The Law lecturer from UCC may not be a household name to many outside of the League of Ireland or Cork City but Seán O'Connaill's influence has been monumental.
Starting in 2004, as a law student alongside Pat Shine, he drafted a potential constitution for Cork City which included a section on the educational values of the club.
Speaking to extratime.ie, O’Conaill explained how the model was based on a charter written by Northampton Town and it was only when FORAS took over the club in 2010 that their vision was put into practice and retains a slot on the club’s AGM agenda.
From approximately 2010 until 2013, there was an informal scholarship programme established for Cork City players who wished to continue the education on Leeside while playing at Turner’s Cross.
Students at University College Cork (UCC), Cork Institute of Technology (CIT), Coláiste Stiofáin Naofa or St John’s College who were also contracted to Cork City could apply to the club for assistance with educational fees and approximately 20 players benefitted.

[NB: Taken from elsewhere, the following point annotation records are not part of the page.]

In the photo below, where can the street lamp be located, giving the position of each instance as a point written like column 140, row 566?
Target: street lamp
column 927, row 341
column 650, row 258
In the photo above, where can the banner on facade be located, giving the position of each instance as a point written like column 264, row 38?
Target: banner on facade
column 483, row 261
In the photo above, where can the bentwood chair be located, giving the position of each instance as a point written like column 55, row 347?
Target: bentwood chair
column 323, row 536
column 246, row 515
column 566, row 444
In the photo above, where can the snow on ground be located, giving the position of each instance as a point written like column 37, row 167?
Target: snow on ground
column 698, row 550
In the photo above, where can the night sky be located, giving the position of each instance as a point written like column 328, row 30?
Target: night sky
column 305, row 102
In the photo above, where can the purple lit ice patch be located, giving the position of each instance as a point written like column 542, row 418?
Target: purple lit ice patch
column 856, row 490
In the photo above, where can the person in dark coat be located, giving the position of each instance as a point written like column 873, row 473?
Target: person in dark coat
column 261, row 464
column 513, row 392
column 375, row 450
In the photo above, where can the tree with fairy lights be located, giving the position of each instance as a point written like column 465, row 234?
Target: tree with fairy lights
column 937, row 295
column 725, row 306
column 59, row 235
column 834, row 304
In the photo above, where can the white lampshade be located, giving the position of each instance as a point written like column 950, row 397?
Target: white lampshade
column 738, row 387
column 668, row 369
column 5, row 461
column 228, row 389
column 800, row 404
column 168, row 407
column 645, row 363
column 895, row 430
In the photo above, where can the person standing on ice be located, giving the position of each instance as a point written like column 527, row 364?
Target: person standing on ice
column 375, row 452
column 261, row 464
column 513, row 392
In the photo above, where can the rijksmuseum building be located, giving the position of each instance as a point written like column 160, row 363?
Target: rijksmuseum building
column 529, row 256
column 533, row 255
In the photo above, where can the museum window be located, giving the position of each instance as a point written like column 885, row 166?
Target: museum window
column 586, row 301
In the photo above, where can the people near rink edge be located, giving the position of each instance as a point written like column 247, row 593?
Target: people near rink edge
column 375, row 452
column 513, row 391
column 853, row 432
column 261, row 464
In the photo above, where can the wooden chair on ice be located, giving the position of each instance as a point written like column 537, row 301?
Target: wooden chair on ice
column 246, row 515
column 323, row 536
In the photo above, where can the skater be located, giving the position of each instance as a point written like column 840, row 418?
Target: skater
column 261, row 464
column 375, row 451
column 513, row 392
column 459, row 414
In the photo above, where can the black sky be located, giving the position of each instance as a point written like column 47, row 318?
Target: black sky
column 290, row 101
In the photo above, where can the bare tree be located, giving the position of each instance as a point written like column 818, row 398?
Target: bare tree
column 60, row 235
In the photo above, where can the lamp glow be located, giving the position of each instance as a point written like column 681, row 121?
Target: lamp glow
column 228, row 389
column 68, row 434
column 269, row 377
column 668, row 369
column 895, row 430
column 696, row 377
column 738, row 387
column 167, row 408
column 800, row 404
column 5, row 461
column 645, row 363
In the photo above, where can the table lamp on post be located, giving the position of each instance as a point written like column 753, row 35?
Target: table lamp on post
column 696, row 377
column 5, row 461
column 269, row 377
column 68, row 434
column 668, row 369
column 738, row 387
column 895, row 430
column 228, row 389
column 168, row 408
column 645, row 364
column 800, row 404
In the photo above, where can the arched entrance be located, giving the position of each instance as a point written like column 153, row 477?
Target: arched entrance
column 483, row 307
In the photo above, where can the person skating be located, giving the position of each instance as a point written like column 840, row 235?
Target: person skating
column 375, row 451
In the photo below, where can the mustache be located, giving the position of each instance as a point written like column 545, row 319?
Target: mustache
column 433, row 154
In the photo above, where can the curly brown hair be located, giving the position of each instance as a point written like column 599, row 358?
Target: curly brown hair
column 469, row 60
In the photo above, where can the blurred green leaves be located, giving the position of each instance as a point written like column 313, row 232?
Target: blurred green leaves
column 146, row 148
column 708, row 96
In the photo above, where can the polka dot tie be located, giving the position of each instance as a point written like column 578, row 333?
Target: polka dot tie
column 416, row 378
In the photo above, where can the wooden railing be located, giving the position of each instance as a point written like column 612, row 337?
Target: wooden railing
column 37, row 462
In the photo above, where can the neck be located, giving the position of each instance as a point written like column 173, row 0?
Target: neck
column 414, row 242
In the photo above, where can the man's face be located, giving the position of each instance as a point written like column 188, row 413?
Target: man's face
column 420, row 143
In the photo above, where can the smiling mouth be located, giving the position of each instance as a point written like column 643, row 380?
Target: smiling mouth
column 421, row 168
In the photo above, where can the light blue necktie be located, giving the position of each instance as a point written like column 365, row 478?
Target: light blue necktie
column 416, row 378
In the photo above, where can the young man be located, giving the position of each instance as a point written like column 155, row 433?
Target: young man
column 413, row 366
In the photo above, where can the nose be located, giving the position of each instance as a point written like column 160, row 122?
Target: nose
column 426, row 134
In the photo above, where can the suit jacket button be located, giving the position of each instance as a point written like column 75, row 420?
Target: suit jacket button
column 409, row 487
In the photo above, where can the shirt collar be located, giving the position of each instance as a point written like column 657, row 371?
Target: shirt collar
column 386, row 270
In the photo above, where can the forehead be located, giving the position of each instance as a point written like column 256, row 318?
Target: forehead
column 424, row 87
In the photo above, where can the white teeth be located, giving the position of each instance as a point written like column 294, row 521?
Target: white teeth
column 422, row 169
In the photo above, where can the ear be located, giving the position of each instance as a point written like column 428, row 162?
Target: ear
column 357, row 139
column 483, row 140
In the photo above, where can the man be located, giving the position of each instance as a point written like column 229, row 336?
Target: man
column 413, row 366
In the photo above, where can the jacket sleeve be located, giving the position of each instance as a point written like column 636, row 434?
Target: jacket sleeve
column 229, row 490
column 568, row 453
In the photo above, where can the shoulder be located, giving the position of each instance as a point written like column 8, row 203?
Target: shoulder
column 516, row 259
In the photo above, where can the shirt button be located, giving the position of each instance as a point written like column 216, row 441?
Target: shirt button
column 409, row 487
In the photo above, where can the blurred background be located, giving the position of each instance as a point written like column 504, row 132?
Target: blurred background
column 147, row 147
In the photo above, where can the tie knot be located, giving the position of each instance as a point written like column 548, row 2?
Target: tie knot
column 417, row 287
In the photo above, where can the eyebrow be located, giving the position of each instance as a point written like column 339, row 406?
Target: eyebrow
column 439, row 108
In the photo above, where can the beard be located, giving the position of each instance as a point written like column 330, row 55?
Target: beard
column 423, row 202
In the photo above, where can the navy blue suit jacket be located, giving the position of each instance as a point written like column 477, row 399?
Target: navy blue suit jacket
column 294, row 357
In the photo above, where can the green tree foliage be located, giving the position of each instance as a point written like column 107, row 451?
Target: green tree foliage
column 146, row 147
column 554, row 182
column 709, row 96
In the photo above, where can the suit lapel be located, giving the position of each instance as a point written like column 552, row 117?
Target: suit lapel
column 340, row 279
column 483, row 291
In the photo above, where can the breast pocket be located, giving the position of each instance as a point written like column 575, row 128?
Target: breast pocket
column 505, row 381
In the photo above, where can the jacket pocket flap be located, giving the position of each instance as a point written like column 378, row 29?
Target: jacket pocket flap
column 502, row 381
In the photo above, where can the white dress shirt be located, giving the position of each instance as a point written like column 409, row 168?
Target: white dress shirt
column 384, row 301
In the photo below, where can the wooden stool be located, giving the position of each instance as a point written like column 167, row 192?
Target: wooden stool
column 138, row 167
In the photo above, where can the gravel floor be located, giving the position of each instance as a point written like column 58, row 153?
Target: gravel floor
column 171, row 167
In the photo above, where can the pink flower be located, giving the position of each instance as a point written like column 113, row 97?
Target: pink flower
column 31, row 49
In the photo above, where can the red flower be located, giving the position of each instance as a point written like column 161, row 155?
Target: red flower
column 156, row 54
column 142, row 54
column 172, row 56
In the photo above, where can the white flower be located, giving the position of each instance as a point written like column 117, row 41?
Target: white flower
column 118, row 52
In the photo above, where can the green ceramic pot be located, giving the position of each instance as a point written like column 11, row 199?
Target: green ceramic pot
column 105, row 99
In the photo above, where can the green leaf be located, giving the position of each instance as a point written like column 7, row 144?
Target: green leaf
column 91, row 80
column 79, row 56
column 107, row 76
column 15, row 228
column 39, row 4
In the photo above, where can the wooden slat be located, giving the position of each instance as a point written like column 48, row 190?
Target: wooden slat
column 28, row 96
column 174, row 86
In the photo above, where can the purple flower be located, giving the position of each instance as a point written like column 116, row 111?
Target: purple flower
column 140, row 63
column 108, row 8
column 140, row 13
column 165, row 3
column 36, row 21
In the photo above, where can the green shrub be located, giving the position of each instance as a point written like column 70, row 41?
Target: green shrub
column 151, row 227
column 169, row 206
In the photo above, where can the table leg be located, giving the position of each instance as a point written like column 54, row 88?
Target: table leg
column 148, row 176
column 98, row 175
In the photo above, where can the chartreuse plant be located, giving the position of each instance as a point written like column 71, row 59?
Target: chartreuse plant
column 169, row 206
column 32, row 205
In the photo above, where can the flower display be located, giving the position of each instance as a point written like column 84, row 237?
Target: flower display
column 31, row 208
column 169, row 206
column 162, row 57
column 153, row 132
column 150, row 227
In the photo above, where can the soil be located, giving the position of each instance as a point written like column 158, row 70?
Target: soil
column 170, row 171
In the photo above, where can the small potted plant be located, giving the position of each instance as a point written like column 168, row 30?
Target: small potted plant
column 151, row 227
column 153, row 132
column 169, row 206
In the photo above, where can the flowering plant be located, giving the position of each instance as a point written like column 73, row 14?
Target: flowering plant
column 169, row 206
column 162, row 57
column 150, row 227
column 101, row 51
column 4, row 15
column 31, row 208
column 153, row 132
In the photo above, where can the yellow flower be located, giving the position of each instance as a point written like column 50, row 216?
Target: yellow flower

However, by 2013 the nature of the relationship between the club and local third level institutions took a more structured approach with closer relationships being formed with UCC: the club’s use of the Mardyke Arena for training being a prominent example.
Similarly, there are now career advisors available to players, while there is a link person in each of the aforementioned educational institutions to assist any players.
At secondary school level, the club has a visible presence in the community through assistant manager John Cotter’s weekly coaching sessions at Nagle Community Colleg – a former student of the school is Preston North End’s Alan Browne while Cork City under-17 midfielder Daniel Djomo is a current pupil.
O’Conaill himself is the link person for UCC and he explained how the system currently works on Leeside.
Every under-17 and under-19 Cork City player, along with their parents, must attend an open evening in UCC where they receive presentations from UCC regarding the access routes to the college and other third level institutions, as well as from local FAI/ETB coaches including former Cobh Ramblers boss Dave Hill, former Cork City manager Tommy Dunne and current Cork City coaches Liam Kearney and Billy Woods.
(For more information on the FAI/ETB course please see my article with Mike Schlingermann).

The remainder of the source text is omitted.